Projects

This chapter discusses managing projects, storing the state of NMRFx Analyst between sessions, and the reading and writing of what we'll refer to as derived data, which includes information such as peak lists, assignments , polymer sequences, and constraints.

NMRFx Analyst can export and import derived data from and to simple tabular files. Many users rely on this method for maintaining a persistent copy of their data between NMRFx Analyst sessions. Import and export of peak lists is invoked via the File menu of the Peak Tool (Read Peaks and Write Peaks), assignments through the File menu of the Atom Assignments panel (Read PPM and Write PPM), and sequences through the Molecule->Read_Topology->Sequence menu item on the main control panel.
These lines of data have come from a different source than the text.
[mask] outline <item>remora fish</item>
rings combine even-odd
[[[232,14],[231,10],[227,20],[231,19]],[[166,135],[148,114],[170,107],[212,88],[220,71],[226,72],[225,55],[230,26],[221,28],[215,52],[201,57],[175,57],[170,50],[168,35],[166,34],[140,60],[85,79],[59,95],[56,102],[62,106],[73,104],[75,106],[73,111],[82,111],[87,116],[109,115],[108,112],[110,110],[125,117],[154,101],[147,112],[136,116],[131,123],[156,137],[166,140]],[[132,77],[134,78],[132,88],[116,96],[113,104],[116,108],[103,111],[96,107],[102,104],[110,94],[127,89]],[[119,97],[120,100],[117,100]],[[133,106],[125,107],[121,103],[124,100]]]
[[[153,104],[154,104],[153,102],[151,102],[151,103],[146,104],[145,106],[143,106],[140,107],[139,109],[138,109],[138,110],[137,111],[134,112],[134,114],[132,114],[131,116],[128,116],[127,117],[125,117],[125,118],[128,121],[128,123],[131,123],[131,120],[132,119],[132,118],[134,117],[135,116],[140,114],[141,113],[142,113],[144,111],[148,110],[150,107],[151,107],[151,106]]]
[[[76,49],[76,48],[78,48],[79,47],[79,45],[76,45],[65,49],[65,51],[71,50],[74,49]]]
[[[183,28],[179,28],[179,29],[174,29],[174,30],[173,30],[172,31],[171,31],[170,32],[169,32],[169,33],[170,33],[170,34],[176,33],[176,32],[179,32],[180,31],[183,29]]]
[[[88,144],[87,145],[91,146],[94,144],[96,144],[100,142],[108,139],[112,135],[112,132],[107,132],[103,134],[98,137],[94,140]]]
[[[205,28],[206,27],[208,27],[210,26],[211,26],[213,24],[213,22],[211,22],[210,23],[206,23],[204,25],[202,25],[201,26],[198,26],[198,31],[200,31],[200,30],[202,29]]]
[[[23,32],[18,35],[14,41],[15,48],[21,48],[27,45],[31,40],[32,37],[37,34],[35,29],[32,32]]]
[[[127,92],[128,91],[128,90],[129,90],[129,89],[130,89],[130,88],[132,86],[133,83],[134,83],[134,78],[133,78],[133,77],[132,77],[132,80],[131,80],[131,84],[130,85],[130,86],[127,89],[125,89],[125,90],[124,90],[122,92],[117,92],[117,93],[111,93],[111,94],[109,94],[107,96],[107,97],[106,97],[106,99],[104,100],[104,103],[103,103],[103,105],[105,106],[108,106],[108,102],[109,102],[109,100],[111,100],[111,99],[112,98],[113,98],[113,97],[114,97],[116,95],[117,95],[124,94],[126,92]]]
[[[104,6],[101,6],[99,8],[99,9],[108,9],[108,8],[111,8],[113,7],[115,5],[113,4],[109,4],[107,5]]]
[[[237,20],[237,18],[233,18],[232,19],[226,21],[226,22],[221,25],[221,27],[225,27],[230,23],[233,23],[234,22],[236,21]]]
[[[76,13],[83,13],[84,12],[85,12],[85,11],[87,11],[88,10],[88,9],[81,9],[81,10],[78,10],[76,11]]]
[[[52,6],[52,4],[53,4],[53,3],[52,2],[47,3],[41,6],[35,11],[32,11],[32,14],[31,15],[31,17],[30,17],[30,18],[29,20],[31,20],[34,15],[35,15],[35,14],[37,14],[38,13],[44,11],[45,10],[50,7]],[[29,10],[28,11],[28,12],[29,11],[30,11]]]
While supported, the above protocol is not the most appropriate method for maintaining a persistent copy of the data. The various read/write methods were actually designed as a means for transferring data between NMRFx Analyst and other programs. Using an external program for automated assignments, for example, could be done by exporting the peak list from NMRFx Analyst and then using programs such as awk, tcl or perl to translate the list to the native format of the external program. It is particularly important to note that not all information about internal information such as peak lists is saved in to the peak list text files. If you are working with an NMRFx Analyst module such as RunAbout you will lose essential information for the module if you use lists (instead of STAR files discussed below) to save your data. So don't do it.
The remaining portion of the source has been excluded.